The grind is an endless stream of bug reports, requests, demands, questions, and occasional inquisitions. To avoid getting stuck in the mud, you need to travel as a team, not solo on a lonely road. Without the backing of stable, friendly faces, you simply aren’t likely to go the distance. It’ll be thanks for the fish and adios muchachos!
A big part of this feeling is that co-chairing a popular open source project means you’re always ON in the public space. Every reply to every ticket, every comment to every discussion is fair game for dissection, scrutiny, applause, or ridicule.
Doing the work of justifying choices, presenting arguments, and collaborating on code in public is great for transparency, but also at the heart of why the work is so draining. Everyone needs a place and a time to retreat. To step out of the spotlight and loosen the guard.
We’ve embraced that need on the Ruby on Rails team through a series of contracting circles of intimacy and privacy. There’s the community at large, where all the interactions happen in public on GitHub or the mailing lists or wherever. But then there’s also a Rails Community Basecamp, a Rails Contributors Basecamp, and finally a Rails Core Basecamp.

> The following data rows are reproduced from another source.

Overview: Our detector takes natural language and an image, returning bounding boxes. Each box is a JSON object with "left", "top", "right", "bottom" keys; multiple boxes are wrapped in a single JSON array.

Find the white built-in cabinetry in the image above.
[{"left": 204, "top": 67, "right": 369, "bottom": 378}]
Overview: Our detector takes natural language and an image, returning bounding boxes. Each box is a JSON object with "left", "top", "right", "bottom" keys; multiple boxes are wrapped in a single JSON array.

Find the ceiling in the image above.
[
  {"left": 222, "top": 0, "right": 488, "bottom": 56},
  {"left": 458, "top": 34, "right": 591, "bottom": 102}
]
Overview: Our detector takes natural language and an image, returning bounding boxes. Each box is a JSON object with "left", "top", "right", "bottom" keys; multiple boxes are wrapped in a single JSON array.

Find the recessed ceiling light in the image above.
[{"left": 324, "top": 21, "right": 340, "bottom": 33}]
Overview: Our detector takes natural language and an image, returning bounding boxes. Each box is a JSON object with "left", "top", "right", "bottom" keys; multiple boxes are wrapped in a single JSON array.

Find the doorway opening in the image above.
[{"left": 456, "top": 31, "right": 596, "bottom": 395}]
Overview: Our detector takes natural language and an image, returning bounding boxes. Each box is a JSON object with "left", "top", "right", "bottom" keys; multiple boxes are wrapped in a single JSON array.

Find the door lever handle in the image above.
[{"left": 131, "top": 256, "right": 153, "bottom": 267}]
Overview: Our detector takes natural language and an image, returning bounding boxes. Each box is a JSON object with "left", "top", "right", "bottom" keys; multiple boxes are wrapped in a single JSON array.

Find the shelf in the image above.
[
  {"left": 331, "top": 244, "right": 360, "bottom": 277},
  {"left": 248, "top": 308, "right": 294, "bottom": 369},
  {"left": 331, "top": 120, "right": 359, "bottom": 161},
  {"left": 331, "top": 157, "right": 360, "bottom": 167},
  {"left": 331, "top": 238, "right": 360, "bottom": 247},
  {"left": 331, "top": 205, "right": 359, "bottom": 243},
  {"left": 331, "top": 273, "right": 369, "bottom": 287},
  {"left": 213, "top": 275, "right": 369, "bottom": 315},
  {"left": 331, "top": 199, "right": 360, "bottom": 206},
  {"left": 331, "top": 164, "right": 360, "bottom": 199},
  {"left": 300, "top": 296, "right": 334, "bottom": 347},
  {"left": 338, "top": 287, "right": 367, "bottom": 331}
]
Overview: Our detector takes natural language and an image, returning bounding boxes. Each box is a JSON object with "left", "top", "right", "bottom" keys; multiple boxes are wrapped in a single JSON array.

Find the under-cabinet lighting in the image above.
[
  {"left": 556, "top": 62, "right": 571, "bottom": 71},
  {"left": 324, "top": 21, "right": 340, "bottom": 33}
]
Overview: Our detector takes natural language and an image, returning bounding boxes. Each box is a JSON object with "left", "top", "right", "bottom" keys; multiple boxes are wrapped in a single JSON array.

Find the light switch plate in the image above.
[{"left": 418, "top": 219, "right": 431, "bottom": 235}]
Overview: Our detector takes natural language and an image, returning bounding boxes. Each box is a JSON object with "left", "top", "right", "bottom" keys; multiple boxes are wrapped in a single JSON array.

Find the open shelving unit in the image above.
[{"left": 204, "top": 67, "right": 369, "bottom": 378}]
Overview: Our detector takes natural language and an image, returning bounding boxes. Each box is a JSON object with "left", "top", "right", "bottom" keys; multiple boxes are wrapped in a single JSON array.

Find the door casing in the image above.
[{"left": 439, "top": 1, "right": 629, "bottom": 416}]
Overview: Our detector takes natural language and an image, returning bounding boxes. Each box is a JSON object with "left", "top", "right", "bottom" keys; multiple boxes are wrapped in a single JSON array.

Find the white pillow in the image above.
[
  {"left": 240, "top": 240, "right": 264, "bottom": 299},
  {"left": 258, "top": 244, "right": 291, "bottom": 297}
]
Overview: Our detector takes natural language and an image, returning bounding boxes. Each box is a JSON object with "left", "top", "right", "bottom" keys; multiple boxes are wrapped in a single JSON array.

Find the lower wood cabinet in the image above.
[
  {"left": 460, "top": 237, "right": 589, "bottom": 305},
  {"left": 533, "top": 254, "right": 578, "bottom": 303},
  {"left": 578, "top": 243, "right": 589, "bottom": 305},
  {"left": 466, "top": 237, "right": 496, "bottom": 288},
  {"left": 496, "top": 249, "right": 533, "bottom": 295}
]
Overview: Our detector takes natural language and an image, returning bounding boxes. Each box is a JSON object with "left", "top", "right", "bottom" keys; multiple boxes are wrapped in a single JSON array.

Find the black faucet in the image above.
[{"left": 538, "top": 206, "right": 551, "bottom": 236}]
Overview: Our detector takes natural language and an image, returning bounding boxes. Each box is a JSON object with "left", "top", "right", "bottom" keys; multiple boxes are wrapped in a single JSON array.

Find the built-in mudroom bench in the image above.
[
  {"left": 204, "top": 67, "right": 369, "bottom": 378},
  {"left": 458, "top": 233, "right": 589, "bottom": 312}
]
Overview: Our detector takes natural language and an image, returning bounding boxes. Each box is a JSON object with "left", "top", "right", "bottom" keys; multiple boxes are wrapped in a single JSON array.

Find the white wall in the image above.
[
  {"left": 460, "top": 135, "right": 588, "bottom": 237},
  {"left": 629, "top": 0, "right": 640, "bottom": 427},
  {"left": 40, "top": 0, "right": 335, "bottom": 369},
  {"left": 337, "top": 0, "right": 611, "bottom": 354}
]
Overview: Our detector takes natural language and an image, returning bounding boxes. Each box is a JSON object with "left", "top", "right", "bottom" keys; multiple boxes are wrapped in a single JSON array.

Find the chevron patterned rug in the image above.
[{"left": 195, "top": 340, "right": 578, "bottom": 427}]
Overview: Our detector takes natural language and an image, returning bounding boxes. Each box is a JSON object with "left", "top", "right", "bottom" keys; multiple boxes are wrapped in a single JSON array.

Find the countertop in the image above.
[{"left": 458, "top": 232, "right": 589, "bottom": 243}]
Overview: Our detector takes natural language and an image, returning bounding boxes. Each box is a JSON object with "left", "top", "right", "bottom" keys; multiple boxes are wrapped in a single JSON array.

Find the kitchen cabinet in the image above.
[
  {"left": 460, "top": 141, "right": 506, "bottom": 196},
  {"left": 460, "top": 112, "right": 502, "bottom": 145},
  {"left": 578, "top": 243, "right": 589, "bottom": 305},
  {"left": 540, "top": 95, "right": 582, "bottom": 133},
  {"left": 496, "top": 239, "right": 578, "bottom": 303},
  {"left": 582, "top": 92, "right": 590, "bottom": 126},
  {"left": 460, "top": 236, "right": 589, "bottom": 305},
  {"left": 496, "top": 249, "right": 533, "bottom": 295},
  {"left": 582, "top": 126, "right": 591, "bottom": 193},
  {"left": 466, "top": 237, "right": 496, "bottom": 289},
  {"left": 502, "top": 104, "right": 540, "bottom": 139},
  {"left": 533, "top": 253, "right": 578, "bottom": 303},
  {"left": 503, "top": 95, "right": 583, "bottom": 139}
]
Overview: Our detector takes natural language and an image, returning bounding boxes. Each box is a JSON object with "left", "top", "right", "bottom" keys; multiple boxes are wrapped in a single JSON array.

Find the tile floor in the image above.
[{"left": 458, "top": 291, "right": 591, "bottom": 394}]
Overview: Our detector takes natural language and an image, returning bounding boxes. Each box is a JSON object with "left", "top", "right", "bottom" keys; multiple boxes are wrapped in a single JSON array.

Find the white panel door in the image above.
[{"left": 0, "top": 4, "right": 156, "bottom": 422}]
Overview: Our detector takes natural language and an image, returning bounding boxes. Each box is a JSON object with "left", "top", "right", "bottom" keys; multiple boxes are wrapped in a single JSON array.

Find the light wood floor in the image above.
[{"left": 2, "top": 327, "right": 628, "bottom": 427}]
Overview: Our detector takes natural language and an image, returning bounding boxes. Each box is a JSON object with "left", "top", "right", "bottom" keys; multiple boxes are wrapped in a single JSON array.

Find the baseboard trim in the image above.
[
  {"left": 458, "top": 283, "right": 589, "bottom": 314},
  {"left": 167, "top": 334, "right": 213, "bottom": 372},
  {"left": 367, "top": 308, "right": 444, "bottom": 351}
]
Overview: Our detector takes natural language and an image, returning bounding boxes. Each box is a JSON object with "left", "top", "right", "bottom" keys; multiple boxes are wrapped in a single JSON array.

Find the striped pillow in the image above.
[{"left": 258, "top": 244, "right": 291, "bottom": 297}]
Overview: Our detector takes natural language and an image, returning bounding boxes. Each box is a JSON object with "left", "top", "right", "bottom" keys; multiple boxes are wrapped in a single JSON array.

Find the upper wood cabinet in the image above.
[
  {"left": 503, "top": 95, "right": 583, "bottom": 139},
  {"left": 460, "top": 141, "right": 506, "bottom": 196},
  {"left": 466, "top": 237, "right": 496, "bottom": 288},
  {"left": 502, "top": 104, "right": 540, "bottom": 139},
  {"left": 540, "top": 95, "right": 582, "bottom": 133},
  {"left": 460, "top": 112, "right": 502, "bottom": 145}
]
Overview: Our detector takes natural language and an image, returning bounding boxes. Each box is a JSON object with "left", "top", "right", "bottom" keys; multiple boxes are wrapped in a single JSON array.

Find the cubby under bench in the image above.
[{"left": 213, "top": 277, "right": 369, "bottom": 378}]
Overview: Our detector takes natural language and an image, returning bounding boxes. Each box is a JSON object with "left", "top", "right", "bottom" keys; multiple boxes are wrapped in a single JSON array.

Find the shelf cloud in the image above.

I appreciate that the standard response from the open source gospel is that this is somehow sacrilegious. That total and complete transparency into all matters of an open source project is more important than the mental well-being of its long-term, key contributors.
I’m sympathetic to that ideal. Surely Rails would be worse off if everything happened behind closed doors, the community at-large wasn’t involved in anything, and releases just dropped from the sky. But there’s a nuanced world of grey beyond those extremes where healthy, happy people live and work.
We’ve long since accepted how pivotal our individual idiosyncrasies are to the art of programming. That much of the work in programming tools and languages reside in tickling the interface between code and our all-too human emotions. It’s well past due that we recognize the same fallibilities are present at the group-level of development, and that we find ways of working to accommodate these.
I’ve worked on Ruby on Rails for more than thirteen years now. The only way that’s been sustainable and enjoyable has been to protect my sanity and motivation in dealing with the encouragement and discouragement, judgment and praise from thousands of strangers over the years.
Letting smaller groups do some of the work and shoulder some of the exhaustion in private has been a key strategy. It’s a small trade-off to complete transparency for the well-being of the most active participants. I’m not going to feel bad about that.